At the SPAC Merger Effective Time: (a) each ordinary share of Cayman Merger Sub, par value $1.00 per share outstanding as of immediately prior to the SPAC Merger Effective Time was automatically converted into one share of the SPAC Surviving Company, such shares constituting the only outstanding shares of the SPAC Surviving Company, (b) each SPAC Class A Ordinary Share outstanding as of immediately prior to the SPAC Merger Effective Time was automatically cancelled, extinguished and converted into the right to receive one Holdings Common Share A, (c) each of SPAC’s Class B ordinary shares, par value $0.0001 per share outstanding as of immediately prior to the SPAC Merger Effective Time was automatically cancelled, extinguished and converted into the right to receive one Holdings Common Share B, (d) each fraction of or whole SPAC Warrant outstanding as of immediately prior to the SPAC Merger Effective Time was automatically assumed and converted into a fraction or whole Holdings Warrant, as the case may be, and (e) each SPAC unit sold in the IPO, comprised of one SPAC Class A Ordinary Share and one-third of one SPAC Warrant, outstanding as of immediately prior to the SPAC Merger Effective Time was automatically cancelled, extinguished and converted into a new unit of Holdings, comprised of one Holdings Common Share A and one-third of one Holdings Warrant (a “Holdings Unit”).

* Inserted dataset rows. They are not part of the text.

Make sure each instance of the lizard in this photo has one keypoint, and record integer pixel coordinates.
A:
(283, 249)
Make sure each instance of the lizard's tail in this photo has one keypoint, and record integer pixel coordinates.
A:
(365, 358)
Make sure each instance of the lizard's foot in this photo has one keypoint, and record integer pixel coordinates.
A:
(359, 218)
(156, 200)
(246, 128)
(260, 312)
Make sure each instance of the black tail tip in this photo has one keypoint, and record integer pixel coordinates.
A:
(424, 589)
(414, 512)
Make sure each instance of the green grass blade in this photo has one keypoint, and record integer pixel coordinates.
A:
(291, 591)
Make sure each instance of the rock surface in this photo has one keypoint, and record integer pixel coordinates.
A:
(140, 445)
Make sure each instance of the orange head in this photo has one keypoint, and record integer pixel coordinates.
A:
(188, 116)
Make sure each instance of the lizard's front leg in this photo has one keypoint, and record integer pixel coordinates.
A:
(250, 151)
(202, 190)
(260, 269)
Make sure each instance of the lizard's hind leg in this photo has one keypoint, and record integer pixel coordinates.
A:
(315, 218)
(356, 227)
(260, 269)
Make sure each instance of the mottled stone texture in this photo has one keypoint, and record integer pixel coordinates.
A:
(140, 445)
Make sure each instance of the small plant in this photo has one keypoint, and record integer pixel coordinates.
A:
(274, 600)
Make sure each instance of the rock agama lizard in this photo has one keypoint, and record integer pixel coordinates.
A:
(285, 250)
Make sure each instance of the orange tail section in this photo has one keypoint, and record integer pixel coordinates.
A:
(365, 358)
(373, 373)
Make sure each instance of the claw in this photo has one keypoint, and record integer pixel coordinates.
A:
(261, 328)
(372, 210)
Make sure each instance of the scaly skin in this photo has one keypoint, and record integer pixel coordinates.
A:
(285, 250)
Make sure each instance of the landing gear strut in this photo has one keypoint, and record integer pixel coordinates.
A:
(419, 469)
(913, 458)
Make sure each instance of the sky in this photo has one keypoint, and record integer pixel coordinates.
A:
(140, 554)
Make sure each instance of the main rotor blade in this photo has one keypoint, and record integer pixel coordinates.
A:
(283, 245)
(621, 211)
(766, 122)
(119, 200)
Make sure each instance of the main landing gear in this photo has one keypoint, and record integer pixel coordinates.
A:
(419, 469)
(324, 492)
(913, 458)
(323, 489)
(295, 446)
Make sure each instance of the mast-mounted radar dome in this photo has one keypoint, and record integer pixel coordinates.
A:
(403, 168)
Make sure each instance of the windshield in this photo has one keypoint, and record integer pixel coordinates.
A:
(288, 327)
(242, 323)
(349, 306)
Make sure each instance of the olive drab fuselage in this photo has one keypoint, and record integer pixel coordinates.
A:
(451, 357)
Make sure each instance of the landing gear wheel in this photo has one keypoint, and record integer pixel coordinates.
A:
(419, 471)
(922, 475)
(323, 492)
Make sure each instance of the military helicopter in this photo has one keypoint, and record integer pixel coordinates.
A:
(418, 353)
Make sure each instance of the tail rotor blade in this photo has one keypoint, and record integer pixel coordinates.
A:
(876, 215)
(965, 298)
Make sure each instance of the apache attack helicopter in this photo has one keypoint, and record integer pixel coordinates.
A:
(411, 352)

At the effective time of the Company Merger the (“Company Merger Effective Time”), each BVI Merger Sub Common Share outstanding as of immediately prior to the Company Merger Effective Time was automatically cancelled, extinguished and converted into one share, no par value, in the Swvl Surviving Company, such shares constituting the only outstanding shares of the Swvl Surviving Company, all Swvl’s ordinary common shares A of no par value, Swvl’s ordinary common shares B of no par value, Swvl’s convertible Class A Shares of no par value, Swvl’s convertible Class B Shares of no par value, Swvl’s convertible Class C Shares of no par value, Swvl’s convertible Class D Shares of no par value and Swvl’s convertible Class D-1 Shares of no par value (collectively, the “Swvl Shares”) held in the treasury of Swvl were automatically cancelled and extinguished, and no consideration delivered in exchange therefor and each Swvl Share outstanding as of immediately prior to the Company Merger Effective Time was automatically cancelled, extinguished and converted into the right to receive a number of Holdings Common Shares A. At the Company Merger Effective Time, each Company Option outstanding as of immediately prior to the Company Merger Effective Time, whether or not vested, was assumed and converted into an option to purchase a number of Holdings Common Shares A. At the Company Merger Effective Time, each Swvl Convertible Note was converted into the right to receive Holdings Common Shares A. At the Company Merger Effective Time, each Holdings Common Share B outstanding as of immediately prior to the Company Merger Effective Time was converted, on a one-for-one basis, into one Holdings Common Share A. At the Company Merger Effective Time, each Holdings Common Share A and Holdings Warrant comprising each Holdings Unit existing and outstanding as of immediately prior to the Company Merger Effective Time was automatically separated.